Most people fail to appreciate the role that engine oil plays in keeping vehicles running smoothly. Often, car owners would instead make sure their ride has a smooth metallic paint finish or the best set of mags. But expert mechanics will tell you that engine oil is one of the most crucial substances you put in your car. Without it, you might as well forget about worry-free driving or say goodbye to your vehicle. In this article, you will get to know about the 5 reasons to switch to high mileage oil.
One of the best tips you can get from seasoned drivers and mechanics is changing your car’s oil regularly. But more than the frequency of your oil changes, you need to also pay attention to the kind of oil you put in. Simply put, you keep your engine going with quality oil. There’s no shortcut or workaround to taking good care of your car engine.
Types Of Engine Oil
Indeed, cars are about to get a major overhaul. The automobile features that used to exist only in movies are slowly becoming part of reality. Future car technology like keyless access, self-repairing tires, and, of course, self-driving automobiles aren’t only possibilities but are now in their final development stages.
But with all these innovations, one thing remains. Cars—or any vehicle, for that matter—will always need engine oil. Lubrication between the engine’s pistons and cylinders is necessary for efficient performance and to prevent deterioration.
That said, you need to change your engine oil regularly. The rule of thumb for oil changes is to have one after 5,000 miles. But modern engines and modern engine oil formulations can push the limit to around 7,500 to 10,000 miles per oil change. That said, here are the four main types of engine oil:
- Mineral: Also referred to as conventional oil, this is the crudest among all types of engine oil. Made from refined petroleum, it offers little protection and lubrication for the engine. It’s also the cheapest.
- Semi-synthetic: Has fewer impurities than conventional oil. This blend combines the affordability of mineral oil and the functionality of synthetic oil. It’s essentially the middle child of the engine oil family.
- Synthetic: This type offers a more consistent blend of additives without the impurities. This oil is chemically engineered to provide a higher level of performance even at extreme temperatures.
- High Mileage: This contains a unique formulation that blends various additives designed to reduce engine oil burn and protect against leaks.
Why Switch To High Mileage Oil?
If you’re asking what oil you should use for high-mileage vehicles, then high-mileage oil is the short and sweet answer. Apart from what’s obviously stated in the name, there are other reasons why switching to high mileage oil is a smart move on your part
- Extra Detergents
Thanks to the extra detergents included in its formulation, high mileage oil can help keep older engines running clean. This oil does an excellent job at minimizing sludge presence in older engines.
2. Sealant Conditioners
Through time and usage, the seals in your engine may shrink and lose elasticity. When that happens, your car’s engine may have leaks, poor performance, and even cause filthy emissions. The added sealant conditioners in high mileage oil can help reduce or eliminate such problems. These additives can recondition the seals in your old engine to boot.
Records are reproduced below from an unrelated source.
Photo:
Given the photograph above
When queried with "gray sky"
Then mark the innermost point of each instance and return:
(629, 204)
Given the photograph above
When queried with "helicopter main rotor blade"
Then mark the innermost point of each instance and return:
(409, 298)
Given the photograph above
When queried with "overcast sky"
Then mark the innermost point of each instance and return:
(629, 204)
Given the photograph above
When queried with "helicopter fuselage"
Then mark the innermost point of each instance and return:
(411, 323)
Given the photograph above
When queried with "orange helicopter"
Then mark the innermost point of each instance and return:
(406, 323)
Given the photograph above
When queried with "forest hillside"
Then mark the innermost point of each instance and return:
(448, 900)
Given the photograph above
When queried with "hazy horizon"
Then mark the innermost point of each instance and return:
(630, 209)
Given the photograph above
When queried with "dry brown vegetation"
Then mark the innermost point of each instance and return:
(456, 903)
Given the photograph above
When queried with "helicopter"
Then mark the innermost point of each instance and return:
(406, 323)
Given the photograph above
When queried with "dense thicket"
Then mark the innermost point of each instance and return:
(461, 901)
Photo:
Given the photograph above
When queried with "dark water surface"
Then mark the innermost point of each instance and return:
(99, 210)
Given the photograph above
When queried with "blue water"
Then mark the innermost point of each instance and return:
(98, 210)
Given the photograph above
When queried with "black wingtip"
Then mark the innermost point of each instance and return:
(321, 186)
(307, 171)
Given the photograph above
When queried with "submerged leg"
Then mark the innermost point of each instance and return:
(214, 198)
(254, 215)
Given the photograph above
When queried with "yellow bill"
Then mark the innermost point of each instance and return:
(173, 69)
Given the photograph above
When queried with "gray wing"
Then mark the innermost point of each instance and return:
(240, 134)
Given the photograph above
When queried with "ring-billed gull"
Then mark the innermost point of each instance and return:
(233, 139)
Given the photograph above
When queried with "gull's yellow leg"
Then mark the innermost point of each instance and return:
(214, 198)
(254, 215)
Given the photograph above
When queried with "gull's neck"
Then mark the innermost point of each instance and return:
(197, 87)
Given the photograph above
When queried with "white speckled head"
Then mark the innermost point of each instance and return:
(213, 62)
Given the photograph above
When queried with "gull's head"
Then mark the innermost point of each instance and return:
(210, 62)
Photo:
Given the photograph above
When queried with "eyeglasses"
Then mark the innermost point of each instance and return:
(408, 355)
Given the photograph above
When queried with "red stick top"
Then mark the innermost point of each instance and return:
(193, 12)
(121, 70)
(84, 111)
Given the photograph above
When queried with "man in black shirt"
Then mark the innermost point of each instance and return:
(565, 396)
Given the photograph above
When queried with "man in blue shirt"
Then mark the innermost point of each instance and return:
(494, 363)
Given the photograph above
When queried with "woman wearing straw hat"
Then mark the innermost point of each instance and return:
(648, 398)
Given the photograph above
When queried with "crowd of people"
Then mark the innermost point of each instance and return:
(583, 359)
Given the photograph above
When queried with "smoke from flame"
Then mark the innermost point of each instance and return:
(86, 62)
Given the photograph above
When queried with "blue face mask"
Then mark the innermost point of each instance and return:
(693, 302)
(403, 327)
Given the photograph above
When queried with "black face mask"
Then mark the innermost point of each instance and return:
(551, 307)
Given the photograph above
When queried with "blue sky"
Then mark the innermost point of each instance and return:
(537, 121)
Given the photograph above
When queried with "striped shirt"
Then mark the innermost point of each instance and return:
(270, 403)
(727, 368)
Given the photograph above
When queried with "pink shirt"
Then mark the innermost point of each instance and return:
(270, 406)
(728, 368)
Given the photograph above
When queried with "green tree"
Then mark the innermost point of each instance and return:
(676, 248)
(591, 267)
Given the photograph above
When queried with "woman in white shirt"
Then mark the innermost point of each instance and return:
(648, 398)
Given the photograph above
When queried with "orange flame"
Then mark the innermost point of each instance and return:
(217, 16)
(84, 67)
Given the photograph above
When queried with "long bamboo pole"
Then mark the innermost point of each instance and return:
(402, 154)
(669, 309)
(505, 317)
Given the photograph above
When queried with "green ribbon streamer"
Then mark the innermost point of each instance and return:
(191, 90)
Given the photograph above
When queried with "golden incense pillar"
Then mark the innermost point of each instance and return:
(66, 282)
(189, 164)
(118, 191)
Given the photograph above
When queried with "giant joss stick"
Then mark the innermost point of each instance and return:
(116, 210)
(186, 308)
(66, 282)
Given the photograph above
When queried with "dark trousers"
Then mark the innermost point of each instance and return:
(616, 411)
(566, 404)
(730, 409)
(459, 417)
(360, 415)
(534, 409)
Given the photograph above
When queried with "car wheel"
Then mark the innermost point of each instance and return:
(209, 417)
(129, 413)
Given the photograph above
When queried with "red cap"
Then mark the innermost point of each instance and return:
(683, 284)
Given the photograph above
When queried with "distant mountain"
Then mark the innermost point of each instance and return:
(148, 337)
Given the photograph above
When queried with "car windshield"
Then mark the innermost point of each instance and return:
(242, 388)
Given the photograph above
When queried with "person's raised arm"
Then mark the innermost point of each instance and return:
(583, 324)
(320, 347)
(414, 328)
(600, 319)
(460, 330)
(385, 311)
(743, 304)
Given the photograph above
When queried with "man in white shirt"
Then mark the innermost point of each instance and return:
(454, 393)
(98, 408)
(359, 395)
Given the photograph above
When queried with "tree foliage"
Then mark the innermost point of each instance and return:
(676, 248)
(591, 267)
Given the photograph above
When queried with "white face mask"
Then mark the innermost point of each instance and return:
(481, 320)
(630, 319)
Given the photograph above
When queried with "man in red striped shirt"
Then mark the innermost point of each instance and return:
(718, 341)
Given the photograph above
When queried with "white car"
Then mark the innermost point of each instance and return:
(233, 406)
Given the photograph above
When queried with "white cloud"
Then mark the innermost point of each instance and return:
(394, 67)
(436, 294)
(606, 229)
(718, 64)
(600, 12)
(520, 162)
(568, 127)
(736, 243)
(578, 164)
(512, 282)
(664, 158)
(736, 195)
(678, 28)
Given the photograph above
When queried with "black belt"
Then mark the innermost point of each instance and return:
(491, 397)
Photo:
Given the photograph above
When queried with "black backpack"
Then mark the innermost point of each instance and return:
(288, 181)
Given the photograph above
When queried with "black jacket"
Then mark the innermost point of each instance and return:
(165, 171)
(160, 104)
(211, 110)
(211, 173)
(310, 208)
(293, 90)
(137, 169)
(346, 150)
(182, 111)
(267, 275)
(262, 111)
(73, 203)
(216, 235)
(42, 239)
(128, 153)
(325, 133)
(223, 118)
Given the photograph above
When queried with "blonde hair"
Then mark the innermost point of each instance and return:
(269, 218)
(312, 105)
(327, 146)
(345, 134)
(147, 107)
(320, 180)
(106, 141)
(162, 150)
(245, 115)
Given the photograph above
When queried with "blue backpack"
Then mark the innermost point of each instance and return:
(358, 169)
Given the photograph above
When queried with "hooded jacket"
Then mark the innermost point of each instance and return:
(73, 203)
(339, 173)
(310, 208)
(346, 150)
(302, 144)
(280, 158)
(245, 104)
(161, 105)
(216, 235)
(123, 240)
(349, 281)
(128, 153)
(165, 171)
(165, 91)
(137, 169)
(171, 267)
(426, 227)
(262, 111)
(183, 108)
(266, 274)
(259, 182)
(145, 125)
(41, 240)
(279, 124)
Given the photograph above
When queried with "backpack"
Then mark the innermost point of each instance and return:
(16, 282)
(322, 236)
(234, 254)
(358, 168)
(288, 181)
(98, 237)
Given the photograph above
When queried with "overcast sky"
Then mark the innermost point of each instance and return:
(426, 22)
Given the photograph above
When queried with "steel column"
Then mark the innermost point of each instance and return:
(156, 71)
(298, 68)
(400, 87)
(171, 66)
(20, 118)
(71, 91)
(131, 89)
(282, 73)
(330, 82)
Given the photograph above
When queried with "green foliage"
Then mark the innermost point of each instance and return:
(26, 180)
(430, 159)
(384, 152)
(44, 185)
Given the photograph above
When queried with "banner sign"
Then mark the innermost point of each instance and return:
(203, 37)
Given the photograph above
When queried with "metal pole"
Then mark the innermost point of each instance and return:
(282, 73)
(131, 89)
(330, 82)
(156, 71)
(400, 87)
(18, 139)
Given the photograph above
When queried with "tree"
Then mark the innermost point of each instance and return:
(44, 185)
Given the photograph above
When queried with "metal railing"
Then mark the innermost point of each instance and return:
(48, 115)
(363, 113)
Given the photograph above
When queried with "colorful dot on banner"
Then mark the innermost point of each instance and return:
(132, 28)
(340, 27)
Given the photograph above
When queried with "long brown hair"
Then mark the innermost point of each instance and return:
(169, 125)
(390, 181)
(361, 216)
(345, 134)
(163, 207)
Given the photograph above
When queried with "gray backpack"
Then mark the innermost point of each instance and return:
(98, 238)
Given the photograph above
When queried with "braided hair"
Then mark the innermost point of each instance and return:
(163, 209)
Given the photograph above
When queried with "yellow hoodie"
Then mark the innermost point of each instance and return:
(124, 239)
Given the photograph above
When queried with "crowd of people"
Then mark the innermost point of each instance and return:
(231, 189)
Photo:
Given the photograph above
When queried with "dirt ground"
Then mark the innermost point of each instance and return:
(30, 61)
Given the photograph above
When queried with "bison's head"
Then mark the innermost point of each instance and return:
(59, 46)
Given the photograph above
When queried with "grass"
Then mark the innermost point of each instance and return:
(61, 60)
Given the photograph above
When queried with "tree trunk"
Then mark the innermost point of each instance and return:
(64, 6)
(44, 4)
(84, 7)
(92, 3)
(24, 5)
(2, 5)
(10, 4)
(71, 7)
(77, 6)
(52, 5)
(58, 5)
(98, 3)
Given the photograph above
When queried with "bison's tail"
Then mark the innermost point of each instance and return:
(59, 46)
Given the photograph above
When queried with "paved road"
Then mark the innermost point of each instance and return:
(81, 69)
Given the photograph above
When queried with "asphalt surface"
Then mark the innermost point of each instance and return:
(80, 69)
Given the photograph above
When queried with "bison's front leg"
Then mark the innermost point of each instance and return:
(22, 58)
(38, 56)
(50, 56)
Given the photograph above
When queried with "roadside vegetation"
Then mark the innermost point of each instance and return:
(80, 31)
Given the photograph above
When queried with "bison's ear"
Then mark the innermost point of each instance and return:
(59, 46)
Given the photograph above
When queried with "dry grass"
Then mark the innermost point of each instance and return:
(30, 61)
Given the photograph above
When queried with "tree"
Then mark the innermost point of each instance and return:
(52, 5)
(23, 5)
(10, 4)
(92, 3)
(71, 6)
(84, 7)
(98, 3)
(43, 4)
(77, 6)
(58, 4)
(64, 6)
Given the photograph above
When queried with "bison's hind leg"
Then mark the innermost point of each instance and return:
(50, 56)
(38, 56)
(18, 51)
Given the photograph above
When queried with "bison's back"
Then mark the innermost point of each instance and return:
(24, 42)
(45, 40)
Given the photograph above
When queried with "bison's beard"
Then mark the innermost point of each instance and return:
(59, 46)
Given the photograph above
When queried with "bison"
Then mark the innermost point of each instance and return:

3. Anti-Friction And Anti-Wear Formula
High mileage engine oil is designed for older vehicles with high mileage. It’s formulated with additives that reduce friction between metal parts, thus helping prevent further engine wear and tear.
4. Odometer Reads 75,000 To 100,000 Miles
There’s a reason why it’s called ‘high mileage engine oil’—it works for older vehicles with high mileage. If your car has run at least 75,000 miles, you may consider switching to this type of engine oil. When a vehicle has traveled this distance, engine wear and tear may be slowly creeping in and affect its performance. You may experience
- increased fuel consumption,
- the slow start in hot or cold temperature,
- reduced gas mileage,
- high emission, or
- leaks in the engine.
These signs are often brought by filth and sludge in the engine. Using high mileage oil can mitigate these issues.
5. Loud Engine Sound
Switching to a high mileage oil helps if your engine’s sound has become louder than usual or if you hear rattling when it’s running. These problems may indicate that you need to use motor oil with higher viscosity and denser composition. You can find such characteristics in high mileage engine oils.
The Bottom Line
If you’re driving an older vehicle that has traveled at least 75,000 miles, you may consider using high mileage oil on your next preventative maintenance. A high mileage engine oil has detergents and additives that may help in reconditioning engine sealants and minimizing sludge deposits. Ultimately, it provides more protection for all the moving parts in your older engine.
While mechanics emphasize that this type of engine oil isn’t some magic solution that can bring back your car’s performance when it was brand new, it does help in extending the life of older engines that have gone way beyond their warranty period.